Out of curiosity, when you did these tests, did you compile your test
program with -O2?

I am working on a large codebase that uses intrusive reference counting.
I'm finding that without -O (e.g. build for easy debug) it's quite slow,
but with -O2 it's maybe 4x faster. This indicates that optimization can
clean up a lot of the overhead of reference counting.

Whether or not a GC such as BDWGC can help you depends on how much "memory
churn" your program does.

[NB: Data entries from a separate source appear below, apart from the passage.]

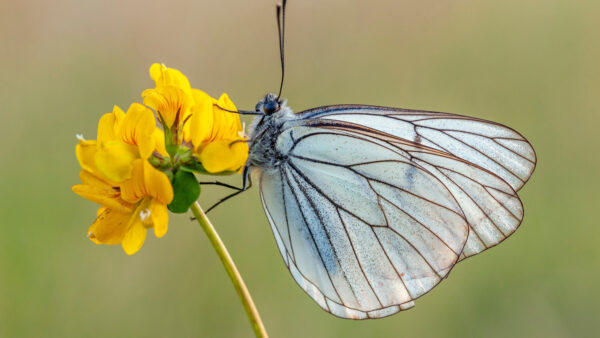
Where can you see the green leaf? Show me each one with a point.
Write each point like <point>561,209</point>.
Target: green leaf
<point>186,191</point>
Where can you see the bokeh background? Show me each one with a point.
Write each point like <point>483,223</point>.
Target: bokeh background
<point>532,65</point>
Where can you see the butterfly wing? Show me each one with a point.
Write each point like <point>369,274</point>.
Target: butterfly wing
<point>486,151</point>
<point>363,229</point>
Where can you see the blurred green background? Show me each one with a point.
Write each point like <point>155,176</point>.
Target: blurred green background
<point>532,65</point>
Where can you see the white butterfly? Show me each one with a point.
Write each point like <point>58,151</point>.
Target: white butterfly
<point>371,207</point>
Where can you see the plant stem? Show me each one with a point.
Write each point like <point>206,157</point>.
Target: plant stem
<point>232,271</point>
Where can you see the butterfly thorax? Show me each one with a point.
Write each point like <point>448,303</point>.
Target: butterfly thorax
<point>264,131</point>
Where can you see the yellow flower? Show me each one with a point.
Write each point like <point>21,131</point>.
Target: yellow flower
<point>217,135</point>
<point>122,138</point>
<point>127,211</point>
<point>171,98</point>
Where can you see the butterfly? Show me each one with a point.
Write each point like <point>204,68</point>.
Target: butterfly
<point>371,207</point>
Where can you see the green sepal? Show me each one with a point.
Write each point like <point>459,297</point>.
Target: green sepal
<point>186,191</point>
<point>198,168</point>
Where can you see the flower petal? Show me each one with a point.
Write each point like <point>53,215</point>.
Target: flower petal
<point>114,159</point>
<point>86,152</point>
<point>109,227</point>
<point>138,128</point>
<point>160,218</point>
<point>134,237</point>
<point>227,125</point>
<point>146,181</point>
<point>170,102</point>
<point>202,121</point>
<point>159,142</point>
<point>164,76</point>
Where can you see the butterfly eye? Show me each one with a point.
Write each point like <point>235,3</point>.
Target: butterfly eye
<point>271,107</point>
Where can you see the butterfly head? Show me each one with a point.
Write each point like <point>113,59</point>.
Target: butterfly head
<point>270,104</point>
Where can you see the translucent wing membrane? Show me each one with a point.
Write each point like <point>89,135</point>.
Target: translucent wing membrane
<point>374,206</point>
<point>362,241</point>
<point>486,144</point>
<point>473,157</point>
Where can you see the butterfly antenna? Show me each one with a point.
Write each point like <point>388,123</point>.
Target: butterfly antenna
<point>281,33</point>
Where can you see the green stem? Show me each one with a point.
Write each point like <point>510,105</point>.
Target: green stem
<point>232,271</point>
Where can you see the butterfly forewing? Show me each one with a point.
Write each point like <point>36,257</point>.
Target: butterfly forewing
<point>483,163</point>
<point>372,207</point>
<point>363,230</point>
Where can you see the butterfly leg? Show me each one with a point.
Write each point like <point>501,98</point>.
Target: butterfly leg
<point>245,186</point>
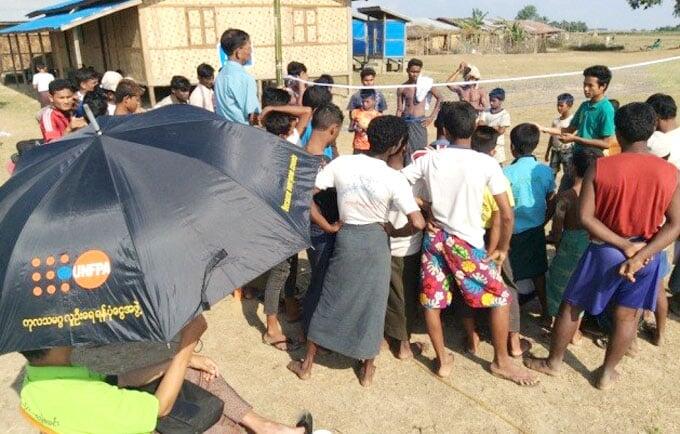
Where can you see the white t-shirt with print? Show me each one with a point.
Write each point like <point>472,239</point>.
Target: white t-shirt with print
<point>406,246</point>
<point>367,188</point>
<point>497,120</point>
<point>455,179</point>
<point>42,81</point>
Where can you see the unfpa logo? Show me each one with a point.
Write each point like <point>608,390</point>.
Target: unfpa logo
<point>89,271</point>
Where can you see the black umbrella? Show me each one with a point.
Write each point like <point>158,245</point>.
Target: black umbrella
<point>127,235</point>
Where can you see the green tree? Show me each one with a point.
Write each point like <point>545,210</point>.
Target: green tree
<point>646,4</point>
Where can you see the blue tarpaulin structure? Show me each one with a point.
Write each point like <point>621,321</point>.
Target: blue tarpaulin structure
<point>69,14</point>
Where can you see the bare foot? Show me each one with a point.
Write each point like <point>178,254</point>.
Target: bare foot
<point>445,366</point>
<point>407,350</point>
<point>472,343</point>
<point>366,375</point>
<point>607,379</point>
<point>297,367</point>
<point>516,374</point>
<point>541,365</point>
<point>524,346</point>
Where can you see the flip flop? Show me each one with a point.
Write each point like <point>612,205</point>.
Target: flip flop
<point>290,344</point>
<point>306,421</point>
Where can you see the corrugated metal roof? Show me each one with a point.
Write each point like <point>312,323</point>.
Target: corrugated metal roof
<point>65,21</point>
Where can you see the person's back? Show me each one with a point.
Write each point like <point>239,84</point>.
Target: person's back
<point>632,193</point>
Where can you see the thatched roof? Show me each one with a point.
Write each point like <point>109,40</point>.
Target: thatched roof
<point>420,27</point>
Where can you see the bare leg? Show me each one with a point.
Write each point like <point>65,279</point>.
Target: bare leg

Again, I've found that my software tends to
allocate and free quite a lot of memory, so if I used GC, then I'd spend
25%+ time doing the GC. On the other hand, if you do more computing than
allocating, then you may come out ahead - GC has zero overhead when not
actually allocating, whereas reference-counting can have overhead when
traversing a data structure even if you malloc/free nothing.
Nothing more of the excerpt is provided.